However, that hasn't stopped the open-source Android community – yes, the modders – from getting their hands on Jelly Bean code and porting the OS over to devices that Google likely didn't intend for Android to run on, like Amazon's competing Kindle Fire tablet.

That's right: So long as you've gone through the not-that-difficult process of rooting your Kindle Fire Tablet, which you can do with a handy app like Kindle Fire Utility, you'll be able to install a modified version of Jelly Bean directly onto your device.

The caveat?
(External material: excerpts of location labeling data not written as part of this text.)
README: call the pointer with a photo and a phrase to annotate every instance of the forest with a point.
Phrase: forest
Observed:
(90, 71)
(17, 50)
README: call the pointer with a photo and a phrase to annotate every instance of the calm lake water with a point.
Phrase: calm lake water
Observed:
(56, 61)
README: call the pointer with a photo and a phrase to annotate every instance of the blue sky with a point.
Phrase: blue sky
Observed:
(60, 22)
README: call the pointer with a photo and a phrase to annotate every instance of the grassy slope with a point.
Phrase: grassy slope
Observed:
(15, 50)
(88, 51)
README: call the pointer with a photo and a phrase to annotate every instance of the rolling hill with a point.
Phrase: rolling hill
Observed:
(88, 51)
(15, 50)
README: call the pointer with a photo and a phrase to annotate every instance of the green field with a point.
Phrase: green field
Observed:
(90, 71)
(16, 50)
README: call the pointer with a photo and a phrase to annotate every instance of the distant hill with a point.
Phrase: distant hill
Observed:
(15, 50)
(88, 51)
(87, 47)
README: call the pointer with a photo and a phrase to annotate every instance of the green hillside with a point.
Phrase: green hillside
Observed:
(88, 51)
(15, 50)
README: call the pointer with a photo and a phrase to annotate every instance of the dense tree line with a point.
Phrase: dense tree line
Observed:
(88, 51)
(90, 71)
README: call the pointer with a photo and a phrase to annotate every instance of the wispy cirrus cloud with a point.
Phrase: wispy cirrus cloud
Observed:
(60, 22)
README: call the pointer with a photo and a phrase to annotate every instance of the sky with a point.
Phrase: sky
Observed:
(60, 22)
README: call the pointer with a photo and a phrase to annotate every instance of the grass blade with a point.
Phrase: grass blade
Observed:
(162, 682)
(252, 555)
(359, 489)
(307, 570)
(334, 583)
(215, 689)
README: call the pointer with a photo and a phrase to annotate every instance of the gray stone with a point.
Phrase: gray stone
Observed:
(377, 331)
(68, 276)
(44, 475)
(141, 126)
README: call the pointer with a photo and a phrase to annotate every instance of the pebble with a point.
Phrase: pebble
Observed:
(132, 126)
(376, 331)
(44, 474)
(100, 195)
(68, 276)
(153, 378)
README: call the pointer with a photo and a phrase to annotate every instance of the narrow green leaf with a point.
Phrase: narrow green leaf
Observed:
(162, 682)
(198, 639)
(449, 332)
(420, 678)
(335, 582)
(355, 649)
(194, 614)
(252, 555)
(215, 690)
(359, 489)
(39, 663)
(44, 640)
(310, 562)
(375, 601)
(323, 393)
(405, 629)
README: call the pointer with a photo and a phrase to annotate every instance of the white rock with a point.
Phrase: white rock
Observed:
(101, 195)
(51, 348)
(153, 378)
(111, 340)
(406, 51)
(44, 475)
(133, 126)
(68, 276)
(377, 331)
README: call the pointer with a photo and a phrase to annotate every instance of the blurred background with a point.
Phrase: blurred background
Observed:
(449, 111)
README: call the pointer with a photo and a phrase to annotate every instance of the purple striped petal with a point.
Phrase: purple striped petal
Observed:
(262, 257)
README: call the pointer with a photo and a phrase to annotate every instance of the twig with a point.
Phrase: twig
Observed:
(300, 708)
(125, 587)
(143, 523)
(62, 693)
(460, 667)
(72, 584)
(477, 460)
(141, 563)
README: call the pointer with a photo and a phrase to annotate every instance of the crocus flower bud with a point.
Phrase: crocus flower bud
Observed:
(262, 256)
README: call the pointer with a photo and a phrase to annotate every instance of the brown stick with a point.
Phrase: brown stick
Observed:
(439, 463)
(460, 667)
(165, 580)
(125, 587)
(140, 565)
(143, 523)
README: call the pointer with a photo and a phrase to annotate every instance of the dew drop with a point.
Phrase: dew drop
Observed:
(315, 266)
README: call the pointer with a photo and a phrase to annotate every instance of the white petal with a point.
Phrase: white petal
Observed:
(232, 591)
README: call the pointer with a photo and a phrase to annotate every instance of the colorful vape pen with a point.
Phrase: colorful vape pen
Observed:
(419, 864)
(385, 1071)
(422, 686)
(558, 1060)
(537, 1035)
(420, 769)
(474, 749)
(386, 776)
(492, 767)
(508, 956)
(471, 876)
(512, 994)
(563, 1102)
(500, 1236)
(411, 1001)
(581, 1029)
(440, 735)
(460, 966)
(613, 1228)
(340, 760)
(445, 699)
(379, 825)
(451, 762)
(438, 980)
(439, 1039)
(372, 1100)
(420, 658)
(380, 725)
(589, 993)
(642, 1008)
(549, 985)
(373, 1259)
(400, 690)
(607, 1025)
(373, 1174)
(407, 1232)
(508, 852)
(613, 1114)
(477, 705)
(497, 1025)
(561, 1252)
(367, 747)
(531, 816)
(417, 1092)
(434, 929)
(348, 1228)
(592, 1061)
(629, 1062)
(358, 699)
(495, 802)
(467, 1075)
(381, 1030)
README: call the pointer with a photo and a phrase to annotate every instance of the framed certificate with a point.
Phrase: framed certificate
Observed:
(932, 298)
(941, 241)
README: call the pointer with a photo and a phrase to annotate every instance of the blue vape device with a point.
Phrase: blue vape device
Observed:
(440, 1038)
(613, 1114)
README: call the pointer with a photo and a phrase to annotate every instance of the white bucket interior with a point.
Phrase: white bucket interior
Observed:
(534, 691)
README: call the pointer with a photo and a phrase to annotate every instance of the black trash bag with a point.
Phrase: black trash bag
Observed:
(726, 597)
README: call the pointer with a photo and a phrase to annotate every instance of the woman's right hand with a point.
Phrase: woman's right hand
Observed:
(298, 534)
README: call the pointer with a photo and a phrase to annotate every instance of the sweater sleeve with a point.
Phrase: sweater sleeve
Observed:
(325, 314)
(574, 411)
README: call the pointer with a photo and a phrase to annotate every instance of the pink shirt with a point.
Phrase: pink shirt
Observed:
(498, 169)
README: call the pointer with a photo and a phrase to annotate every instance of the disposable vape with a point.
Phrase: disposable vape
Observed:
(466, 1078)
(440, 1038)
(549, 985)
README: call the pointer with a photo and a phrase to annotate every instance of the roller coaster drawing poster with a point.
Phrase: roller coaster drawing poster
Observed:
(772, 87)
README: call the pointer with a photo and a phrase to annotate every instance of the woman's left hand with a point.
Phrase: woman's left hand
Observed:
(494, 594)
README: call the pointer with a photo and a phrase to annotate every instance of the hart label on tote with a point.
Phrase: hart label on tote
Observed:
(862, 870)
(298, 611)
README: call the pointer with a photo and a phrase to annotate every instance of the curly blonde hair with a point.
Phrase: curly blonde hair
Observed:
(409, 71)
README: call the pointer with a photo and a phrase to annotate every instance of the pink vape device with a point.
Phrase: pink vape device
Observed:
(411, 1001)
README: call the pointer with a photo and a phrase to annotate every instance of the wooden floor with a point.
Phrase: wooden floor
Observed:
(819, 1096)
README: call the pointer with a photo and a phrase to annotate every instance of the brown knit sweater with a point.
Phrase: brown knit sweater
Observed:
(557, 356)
Doing so breaks the Kindle Fire's wireless capabilities temporarily, and you'll need to run a few commands using Android Development Bridge (adb) to restore Wi-Fi.

Get (Jelly) Beaned

The particular tweak in question is detailed on the ROM's official xda-developers page, in addition to a few other issues that will affect those looking for a fresh, working copy of Jelly Bean on their Kindle Fire tablet.

Since the ROM's in beta, warns developer "Hashcode," the Jelly Bean hack doesn't support hardware acceleration for video playback – in other words, no HD YouTube or Netflix for now, though an update to enable that much-enjoyed capability should be arriving "soon."

Installing the ROM itself is easy: Once you've rooted your device, you just have to download the Jelly Bean package to your Kindle Fire, boot into recovery, flash the device with the new ROM, wipe your data/cache within recovery, and reboot.

Why ROM?

Android improvements to Jelly Bean include speedier device boot times, updated notification settings for display (and hiding) messages from apps and your mobile OS, widgets that are easier to deploy onto lock screens and much more customizable, and the inherent smoothness of Google's "Project Butter" transformation for Android.

And, as always, be sure to back up your existing ROM before you flash Android 4.1 onto your device – it's the easiest way to go back to familiar territory if you don't like the taste of Google's Jelly Bean.